What doesn't kill us makes us stronger and you will come out of this a stronger person. I'm so glad you're going to university as I'm sure you'll make some lovely friends there. You are a kind, thoughtful young woman and someone your sister can look up to so don't worry about the affect you could have on her. Some parents just muddle through instead of putting their children first - which is crappy and really isn't good enough. Unfortunately we can't change them all you can do is be kind to yourself and try to realise that you are a lovely person, lots of hugs, Rosie :)

Re: Turning 17

Posted: May 5th, 2012, 7:23 am
by Lady
Hey heart...hang in there. University is such a different experience from the rest of life and being out of a rough environment for a bit is so healing.

If it helps at all, my mother has all the credentials to be a therapist and when I told her I was depressed and wanted to attempt counseling she told me to wait. So even parents educated on mental health issues can fall short regarding them.

I am so glad you've found a group to attend and hope that you find some quality extracurriculars when you are in college as well to connect to more people. Truly the more people we meet, the easier it is to realize we are fundamentally all the same.

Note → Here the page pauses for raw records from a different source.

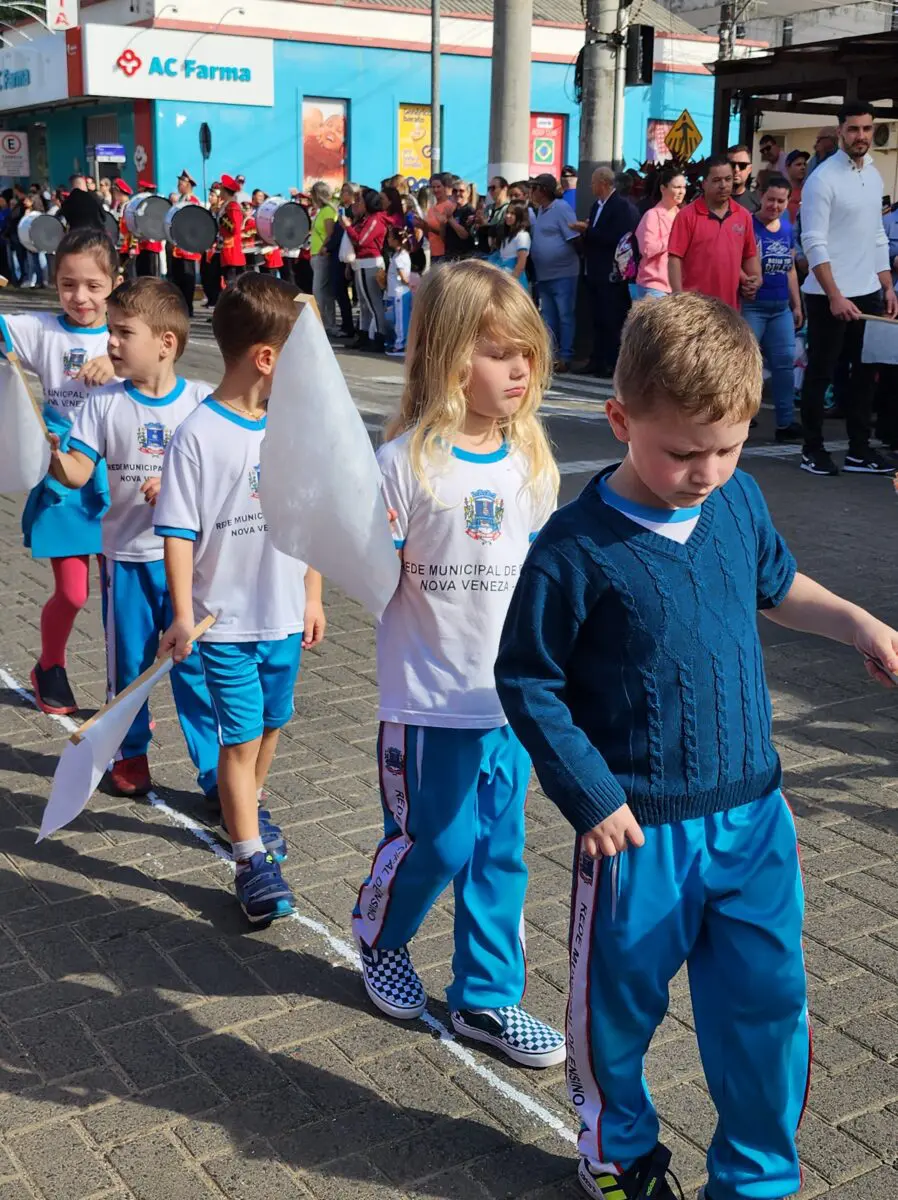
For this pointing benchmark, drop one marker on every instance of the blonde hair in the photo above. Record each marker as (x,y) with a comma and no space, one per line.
(454,309)
(692,352)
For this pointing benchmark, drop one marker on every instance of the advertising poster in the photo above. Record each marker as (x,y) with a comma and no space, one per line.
(546,144)
(324,151)
(414,142)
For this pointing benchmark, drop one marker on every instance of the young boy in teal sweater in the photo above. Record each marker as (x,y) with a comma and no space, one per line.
(632,671)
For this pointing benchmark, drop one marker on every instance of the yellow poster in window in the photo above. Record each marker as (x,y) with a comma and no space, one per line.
(414,142)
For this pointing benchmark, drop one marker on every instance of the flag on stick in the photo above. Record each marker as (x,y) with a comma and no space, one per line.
(319,481)
(90,749)
(24,444)
(880,341)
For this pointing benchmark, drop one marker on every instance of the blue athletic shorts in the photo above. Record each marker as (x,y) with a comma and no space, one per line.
(251,685)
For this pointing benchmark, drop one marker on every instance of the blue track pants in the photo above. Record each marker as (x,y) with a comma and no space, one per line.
(137,610)
(453,804)
(723,894)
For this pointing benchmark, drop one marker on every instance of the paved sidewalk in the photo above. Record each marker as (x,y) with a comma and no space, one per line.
(151,1048)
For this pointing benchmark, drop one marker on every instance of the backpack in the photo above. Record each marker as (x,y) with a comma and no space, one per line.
(627,258)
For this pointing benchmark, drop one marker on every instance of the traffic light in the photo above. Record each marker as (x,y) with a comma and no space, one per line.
(640,55)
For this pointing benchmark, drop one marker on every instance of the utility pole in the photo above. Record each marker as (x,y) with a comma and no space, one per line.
(726,30)
(436,132)
(597,108)
(510,91)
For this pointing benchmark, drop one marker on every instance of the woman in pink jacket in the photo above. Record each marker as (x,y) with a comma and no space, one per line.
(653,234)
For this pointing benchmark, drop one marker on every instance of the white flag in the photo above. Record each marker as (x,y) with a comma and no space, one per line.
(319,481)
(88,755)
(24,453)
(880,342)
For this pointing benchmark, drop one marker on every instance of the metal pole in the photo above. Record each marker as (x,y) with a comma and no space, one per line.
(620,79)
(436,132)
(510,93)
(725,30)
(597,109)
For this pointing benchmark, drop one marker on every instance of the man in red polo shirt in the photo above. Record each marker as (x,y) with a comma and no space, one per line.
(712,245)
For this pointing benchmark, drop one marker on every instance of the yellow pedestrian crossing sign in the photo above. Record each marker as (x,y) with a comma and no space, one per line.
(683,138)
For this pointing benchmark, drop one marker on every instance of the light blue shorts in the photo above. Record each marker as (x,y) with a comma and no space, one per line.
(251,685)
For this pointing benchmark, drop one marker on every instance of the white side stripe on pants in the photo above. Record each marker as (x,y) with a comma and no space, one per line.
(582,1085)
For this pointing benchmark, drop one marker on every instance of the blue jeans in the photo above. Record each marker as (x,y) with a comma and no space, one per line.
(556,301)
(772,323)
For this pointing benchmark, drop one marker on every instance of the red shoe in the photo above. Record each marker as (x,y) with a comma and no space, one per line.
(131,777)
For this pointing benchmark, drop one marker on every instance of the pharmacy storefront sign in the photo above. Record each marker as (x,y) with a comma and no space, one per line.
(167,65)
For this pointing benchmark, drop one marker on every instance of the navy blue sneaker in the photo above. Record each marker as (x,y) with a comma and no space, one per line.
(271,837)
(262,891)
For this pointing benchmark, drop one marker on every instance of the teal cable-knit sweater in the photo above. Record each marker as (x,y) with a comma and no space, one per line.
(630,665)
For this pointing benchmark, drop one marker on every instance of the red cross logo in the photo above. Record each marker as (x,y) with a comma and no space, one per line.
(129,63)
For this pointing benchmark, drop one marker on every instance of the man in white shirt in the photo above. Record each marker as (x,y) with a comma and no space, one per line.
(848,255)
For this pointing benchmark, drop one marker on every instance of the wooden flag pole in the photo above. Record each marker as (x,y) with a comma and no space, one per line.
(16,361)
(78,736)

Sorry you are having a rough go at your age but life does get better as it goes on so hang in there. Glad you are around :)

Re: Turning 17

Posted: May 7th, 2012, 12:32 am
by heart
Hi
I was just having a rough week and so I went on the website and all your kindness and compassion made me smile like an idiot through the whole day thank you so much for making my day/ week/ year.
If it helps at all, my mother has all the credentials to be a therapist and when I told her I was depressed and wanted to attempt counseling she told me to wait. So even parents educated on mental health issues can fall short regarding them.
Yeah I guess I expected too much out of my parents, and I know I should remember that they're only human and having a rough time too. I just had a thought the other day that maybe part of my parent's insistence of ignoring mental illness is due to guilt? Not that they should feel any guilt, but maybe they feel falsely responsible as a parent and because they cannot deal with the guilt they suppress the problem and try to pretend its not there.
What doesn't kill us makes us stronger and you will come out of this a stronger person.
That really comforts me. I'm an everything happens for a reason gal. I feel like getting the depression and all other other stuff was a good thing for me ultimately because I can be a bit of an ass to be frank, and this helps humble me and makes me a better person. I am more compassionate and patient and understanding than before. This really helps tide me through the bad times because I feel like its just a temporary thing but it'll change me for the better for the rest of my life. And I really hope with these experiences I can help someone the way you guys on this forum and in my support group have helped me.
Thank you all so so much. I really appreciate all the friendly words that have kept me from being bitter.